The suspension of clinical drug trials for patients with high-risk breast cancer at two Dublin hospitals may have deprived some women of the chance to prolong their lives because they had no access to new medication, an oncologist has alleged in correspondence with the Tánaiste.
Earlier this month The Irish Times reported that Mary Harney had sought the Attorney General's advice on the trials' suspension by the Irish Medicines Board (IMB) at St Vincent's University Hospital and St Vincent's Private Hospital in Dublin three years ago.
She did this following representations by the trial's chief investigator, consultant oncologist Prof John Crown.
The Irish Times has now learned that the file sent to the Attorney General contains concerns raised by Prof Crown that women may have lost the chance to prolong their lives because they were denied access to a drug under examination which later proved highly successful.
One drug, herceptin, has been found to reduce by around half the chances of a patient developing a secondary breast cancer.
Prof Crown maintained in his correspondence that over 20 women who would have been eligible for the trial could not participate because of the suspension.
The proposed trials at both hospitals was part of a worldwide examination of herceptin and another drug taxotere. Other Irish hospitals participated.
Informed sources said that Prof Crown had sought an inquiry into the circumstances surrounding the decision by the IMB to suspend the clinical trial.
The suspension came shortly after Prof Crown alerted the IMB about financial issues involving the trial at St Vincent's Private Hospital.
The hospital had charged the VHI for the cost of drugs which the pharmaceutical industry had provided free of charge for trial participants.
The hospital subsequently reimbursed around €1 million to the VHI.

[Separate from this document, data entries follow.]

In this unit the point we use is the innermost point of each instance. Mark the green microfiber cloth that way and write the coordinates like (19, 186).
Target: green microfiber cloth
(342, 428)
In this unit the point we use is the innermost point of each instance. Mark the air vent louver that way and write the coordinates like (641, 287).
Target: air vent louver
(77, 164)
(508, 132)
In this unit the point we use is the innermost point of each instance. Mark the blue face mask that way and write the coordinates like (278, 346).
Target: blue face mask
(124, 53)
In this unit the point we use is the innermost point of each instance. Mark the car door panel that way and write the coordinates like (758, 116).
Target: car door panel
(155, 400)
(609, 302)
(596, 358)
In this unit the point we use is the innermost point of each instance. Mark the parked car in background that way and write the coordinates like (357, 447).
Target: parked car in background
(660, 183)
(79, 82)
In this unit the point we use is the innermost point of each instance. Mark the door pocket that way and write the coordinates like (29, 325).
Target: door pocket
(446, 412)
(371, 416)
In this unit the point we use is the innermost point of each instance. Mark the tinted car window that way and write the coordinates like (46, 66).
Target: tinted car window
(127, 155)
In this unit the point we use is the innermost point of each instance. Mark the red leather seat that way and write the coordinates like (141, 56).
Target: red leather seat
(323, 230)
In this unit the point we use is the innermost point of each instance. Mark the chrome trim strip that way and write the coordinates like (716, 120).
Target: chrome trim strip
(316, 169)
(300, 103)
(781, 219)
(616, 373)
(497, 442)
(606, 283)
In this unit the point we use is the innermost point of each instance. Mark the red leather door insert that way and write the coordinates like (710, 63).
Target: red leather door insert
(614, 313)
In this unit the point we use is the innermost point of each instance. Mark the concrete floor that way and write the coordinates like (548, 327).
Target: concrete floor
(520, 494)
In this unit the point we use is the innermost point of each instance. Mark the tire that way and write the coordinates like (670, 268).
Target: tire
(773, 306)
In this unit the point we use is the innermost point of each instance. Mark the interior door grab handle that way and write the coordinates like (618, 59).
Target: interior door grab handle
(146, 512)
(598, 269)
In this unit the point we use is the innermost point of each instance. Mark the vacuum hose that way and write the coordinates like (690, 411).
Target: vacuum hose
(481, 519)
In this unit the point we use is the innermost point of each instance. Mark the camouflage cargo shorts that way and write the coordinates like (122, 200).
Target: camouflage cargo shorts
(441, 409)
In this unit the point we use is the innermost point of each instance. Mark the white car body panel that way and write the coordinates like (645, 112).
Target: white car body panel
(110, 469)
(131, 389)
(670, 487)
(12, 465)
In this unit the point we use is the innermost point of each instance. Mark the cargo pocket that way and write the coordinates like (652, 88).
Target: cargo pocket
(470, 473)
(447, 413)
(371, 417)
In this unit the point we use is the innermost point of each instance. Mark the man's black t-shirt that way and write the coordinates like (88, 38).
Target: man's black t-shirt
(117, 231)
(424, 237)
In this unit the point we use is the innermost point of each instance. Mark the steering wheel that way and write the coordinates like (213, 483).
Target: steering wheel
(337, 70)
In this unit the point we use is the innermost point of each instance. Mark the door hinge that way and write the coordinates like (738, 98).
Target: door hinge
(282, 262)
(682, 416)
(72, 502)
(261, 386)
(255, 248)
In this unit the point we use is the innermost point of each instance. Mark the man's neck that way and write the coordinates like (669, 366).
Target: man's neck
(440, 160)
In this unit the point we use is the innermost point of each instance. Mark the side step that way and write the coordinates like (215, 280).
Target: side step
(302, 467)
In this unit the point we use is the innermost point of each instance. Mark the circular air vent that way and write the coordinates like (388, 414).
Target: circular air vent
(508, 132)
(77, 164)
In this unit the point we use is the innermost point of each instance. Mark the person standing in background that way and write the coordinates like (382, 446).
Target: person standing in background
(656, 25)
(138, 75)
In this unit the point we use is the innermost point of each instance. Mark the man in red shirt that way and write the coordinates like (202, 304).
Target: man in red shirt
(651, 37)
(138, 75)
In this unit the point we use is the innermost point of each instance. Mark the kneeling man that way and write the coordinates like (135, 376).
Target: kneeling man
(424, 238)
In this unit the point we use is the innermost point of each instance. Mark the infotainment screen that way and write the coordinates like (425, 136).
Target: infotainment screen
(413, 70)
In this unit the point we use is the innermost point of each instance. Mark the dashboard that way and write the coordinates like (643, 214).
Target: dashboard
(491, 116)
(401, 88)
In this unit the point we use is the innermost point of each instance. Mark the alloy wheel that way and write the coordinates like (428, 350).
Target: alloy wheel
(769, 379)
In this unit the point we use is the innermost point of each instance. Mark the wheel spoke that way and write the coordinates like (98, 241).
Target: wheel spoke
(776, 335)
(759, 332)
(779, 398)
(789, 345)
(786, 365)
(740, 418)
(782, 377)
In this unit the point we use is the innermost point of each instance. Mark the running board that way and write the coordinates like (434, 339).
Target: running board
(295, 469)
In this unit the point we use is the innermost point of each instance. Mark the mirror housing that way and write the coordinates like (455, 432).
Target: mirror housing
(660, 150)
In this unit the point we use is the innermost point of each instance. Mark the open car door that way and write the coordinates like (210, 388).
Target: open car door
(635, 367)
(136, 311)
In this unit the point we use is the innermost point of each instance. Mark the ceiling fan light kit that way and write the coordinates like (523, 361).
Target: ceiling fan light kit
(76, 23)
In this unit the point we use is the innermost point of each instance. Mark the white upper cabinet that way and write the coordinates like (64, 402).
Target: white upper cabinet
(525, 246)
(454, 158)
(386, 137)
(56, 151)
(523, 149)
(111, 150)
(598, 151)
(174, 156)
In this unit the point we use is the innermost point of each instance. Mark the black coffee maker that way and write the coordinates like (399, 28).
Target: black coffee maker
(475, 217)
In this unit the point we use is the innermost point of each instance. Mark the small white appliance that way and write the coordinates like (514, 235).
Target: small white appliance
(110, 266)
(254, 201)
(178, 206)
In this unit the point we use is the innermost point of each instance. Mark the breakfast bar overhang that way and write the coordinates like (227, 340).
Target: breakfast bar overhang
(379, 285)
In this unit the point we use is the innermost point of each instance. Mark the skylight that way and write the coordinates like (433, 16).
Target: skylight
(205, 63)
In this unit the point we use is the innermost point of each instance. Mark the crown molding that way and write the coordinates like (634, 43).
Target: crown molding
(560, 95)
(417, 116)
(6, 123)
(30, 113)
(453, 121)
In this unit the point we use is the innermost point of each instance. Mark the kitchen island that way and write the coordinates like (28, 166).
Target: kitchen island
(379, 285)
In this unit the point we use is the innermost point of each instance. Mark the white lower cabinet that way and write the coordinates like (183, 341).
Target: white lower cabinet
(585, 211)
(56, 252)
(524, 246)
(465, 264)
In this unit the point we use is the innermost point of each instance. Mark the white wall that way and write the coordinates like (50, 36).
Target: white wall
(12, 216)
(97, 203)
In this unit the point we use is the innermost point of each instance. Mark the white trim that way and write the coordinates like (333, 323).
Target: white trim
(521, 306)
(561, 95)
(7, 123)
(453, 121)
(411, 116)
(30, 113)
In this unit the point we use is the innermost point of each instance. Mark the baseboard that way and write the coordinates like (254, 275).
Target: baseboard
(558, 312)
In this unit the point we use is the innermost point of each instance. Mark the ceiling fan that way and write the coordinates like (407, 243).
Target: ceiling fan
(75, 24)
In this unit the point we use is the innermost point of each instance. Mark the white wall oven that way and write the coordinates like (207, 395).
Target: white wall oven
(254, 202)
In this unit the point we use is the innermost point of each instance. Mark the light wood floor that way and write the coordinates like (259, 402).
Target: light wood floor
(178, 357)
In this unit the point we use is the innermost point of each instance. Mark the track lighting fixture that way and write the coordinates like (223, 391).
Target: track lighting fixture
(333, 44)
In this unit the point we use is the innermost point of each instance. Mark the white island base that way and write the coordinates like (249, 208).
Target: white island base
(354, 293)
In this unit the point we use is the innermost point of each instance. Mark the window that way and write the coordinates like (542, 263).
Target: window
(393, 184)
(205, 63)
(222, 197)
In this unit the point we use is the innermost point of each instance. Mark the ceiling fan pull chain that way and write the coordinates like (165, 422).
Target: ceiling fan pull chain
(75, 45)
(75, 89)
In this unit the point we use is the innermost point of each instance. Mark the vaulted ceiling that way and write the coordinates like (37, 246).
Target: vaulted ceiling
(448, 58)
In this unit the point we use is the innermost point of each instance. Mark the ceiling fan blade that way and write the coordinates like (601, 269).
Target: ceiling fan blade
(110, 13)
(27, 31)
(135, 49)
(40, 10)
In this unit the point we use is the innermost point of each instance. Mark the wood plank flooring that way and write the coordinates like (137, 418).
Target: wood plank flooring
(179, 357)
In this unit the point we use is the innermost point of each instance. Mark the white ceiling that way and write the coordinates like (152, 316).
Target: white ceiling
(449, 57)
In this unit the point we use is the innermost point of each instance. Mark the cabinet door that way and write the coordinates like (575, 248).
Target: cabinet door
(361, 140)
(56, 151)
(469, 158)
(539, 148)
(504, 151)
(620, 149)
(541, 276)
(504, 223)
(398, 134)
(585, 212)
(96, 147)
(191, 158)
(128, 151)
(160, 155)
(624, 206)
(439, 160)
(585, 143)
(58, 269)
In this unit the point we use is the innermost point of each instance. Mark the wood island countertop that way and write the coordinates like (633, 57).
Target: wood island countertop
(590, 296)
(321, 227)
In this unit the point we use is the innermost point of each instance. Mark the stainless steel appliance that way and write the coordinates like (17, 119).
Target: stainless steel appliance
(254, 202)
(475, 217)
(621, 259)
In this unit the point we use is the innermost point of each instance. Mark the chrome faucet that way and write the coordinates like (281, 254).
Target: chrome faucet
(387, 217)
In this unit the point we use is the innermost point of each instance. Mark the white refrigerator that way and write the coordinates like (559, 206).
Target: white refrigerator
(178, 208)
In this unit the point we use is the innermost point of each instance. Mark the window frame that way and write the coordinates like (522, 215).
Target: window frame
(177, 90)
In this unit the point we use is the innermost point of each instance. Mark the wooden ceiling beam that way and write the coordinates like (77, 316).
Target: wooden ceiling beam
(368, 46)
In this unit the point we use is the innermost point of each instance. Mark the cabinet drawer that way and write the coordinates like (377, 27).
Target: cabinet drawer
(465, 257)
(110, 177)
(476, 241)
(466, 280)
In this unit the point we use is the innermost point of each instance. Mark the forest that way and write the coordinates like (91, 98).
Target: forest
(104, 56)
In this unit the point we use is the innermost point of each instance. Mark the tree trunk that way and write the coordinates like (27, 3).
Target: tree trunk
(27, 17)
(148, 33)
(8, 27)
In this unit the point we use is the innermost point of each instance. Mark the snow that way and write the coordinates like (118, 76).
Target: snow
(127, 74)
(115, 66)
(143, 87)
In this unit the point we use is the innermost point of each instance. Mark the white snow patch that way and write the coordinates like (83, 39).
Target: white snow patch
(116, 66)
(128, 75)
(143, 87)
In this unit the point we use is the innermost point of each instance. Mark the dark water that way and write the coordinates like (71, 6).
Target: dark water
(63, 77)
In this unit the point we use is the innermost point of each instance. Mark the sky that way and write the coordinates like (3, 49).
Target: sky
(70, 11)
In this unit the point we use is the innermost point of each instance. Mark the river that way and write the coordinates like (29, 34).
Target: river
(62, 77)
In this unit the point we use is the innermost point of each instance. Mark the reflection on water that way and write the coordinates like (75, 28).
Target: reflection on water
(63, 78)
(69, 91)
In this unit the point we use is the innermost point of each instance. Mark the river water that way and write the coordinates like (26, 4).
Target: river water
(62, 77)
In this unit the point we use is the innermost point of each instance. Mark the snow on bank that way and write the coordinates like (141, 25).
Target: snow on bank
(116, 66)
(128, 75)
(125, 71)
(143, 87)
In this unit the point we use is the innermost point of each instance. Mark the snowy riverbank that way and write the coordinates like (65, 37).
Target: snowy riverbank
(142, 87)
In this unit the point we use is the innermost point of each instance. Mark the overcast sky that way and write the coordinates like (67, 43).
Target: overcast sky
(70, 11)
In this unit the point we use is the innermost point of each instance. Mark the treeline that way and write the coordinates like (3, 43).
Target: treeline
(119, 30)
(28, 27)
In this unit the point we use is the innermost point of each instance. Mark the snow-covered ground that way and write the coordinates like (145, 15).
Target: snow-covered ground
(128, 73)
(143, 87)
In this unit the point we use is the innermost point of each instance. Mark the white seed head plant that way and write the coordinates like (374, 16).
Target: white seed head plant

On foot of the notification from Prof Crown, the IMB sent inspectors to St Vincent's to examine the trial. It is understood that the team discovered some problems regarding the reporting of adverse reaction to drugs and patient-processing issues, as well as the financial matters.
Around the same time a dispute erupted between management at St Vincent's University Hospital and Prof Crown over whether approval for trials granted by the ethics committee at the public hospital extended to the nearby private facility.
Prof Crown and other doctors maintained that clinical trials at the private hospital had traditionally been covered by ethics approval from the committee in the public facility. Management disputed this. The IMB eventually ruled that the trials in St Vincent's Private Hospital did have ethics-committee approval. But the trials were suspended for several months.